FOMO sendromuyla baş etmek teknolojiden uzaklaşmakla mümkün
Uzman Psikolog Merve Ilıcan, güncel bilgilerden haberdar olmama korkusu olarak bilinen FOMO sendromuna ilişkin, "Araştırmalara göre FOMO ile bağımlılık kriterleri uyuşmakta. Teknolojinin hayatın merkezinden uzaklaştırılması, internet ve cep telefonu ile geçirilen vaktin kademeli olarak azaltılması FOMO sendromuyla baş etmek için oldukça önemli" dedi.
Uzman Psikolog Merve Ilıcan, FOMO sendromunun sosyal medyadaki gelişmeleri takip edememe endişesi ve gelişmeleri kaçırma korkusu olarak tanımlandığını belirtti. Ilıcan, FOMO sendromunda bireylerin güncel bilgilerden haberdar olamama veya konunun dışında kalma gibi yoğun kaygılar yaşadığını belirterek, "Bu kaygılar ile sürekli telefonlarını ya da teknolojik cihazlarını kontrol ederler. FOMO sendromu özellikle Z kuşağında görülmektedir. Ayrıca stresle başa çıkma becerileri sınırlı olan, hiperaktif ve dürtü kontrolü zayıf bireylerde daha sık gözlemlenmektedir. Aynı zamanda FOMO sendromu, telefonsuz kalma korkusu olarak tanımlanan nomofobi ile birlikte de ortaya çıkabilir" dedi.

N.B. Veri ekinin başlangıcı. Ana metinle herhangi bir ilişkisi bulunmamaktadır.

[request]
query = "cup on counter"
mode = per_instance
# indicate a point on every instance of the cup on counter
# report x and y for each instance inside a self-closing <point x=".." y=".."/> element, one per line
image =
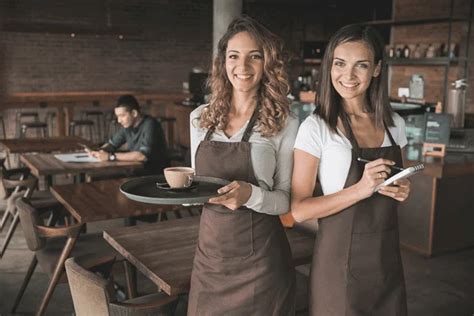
<point x="179" y="177"/>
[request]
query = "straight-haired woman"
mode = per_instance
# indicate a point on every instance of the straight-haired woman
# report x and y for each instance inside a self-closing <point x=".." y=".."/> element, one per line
<point x="356" y="267"/>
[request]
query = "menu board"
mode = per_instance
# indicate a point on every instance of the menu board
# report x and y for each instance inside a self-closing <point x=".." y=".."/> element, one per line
<point x="437" y="128"/>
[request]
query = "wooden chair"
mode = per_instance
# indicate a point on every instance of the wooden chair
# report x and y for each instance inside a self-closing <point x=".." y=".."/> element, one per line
<point x="53" y="245"/>
<point x="43" y="201"/>
<point x="92" y="294"/>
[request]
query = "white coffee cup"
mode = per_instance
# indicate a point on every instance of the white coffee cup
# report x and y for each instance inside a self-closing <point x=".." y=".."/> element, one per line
<point x="179" y="177"/>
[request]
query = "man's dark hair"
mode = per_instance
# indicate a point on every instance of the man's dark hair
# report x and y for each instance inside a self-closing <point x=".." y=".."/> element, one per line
<point x="129" y="102"/>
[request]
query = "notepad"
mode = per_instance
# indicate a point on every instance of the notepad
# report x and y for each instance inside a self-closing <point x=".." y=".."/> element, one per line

'FOMO İLE BAĞIMLILIK KRİTERLERİ UYUŞMAKTA'
Ilıcan, FOMO sendromu belirtilerine ilişkin, "FOMO sendromuna sahip bireyler, gün içinde sosyal medyada 1 saatten fazla aktif olurlar ve internet olmadığında hayatın durduğunu düşünürler. Kısa süreliğine de olsa internetten ayrı kalamayan bu kişiler, sosyal medya bildirimlerinden haz alırlar. Sosyal medyada sürekli paylaşım yapar ve paylaşımlarının beğenilmediği durumlarda kendilerini yetersiz ve onaylanmamış hissederler. Ayrıca telefonlarını sıklıkla kontrol edip uyurken bile yanlarından ayırmazlar. Telefonlarına erişemedikleri durumlarda ise sinirlenirler. Bu nedenle yanlarında sürekli şarj cihazı taşırlar. FOMO sendromunun depresyon, kaygı bozukluğu gibi psikolojik rahatsızlıklara zemin hazırladığı gözlemlenmekte. Araştırmalara göre FOMO ile bağımlılık kriterleri uyuşmakta. Tolerans geliştirme (doz artırma), yoksunluk gösterme, sosyal, kültürel ve kişisel etkinliklerde azalma, fiziksel, psikolojik ve sosyal sorunlarla karşılaşma gibi göstergeler FOMO’ya bağlı davranış biçimlerinde de görülmektedir. Ayrıca, psikososyal ihtiyaçların karşılanmasında azalma, yalnızlık duygusu, yorgunluk, stres, yeme problemleri, uyku problemleri, dikkat eksikliği, davranışsal problemler, iş veriminin düşmesi, trafikte dikkat dağınıklığı, sosyal iletişimsizlik, sosyal izolasyonun tetiklediği çeşitli psikolojik rahatsızlıkların varlığı da gözlemlenmekte" diye konuştu.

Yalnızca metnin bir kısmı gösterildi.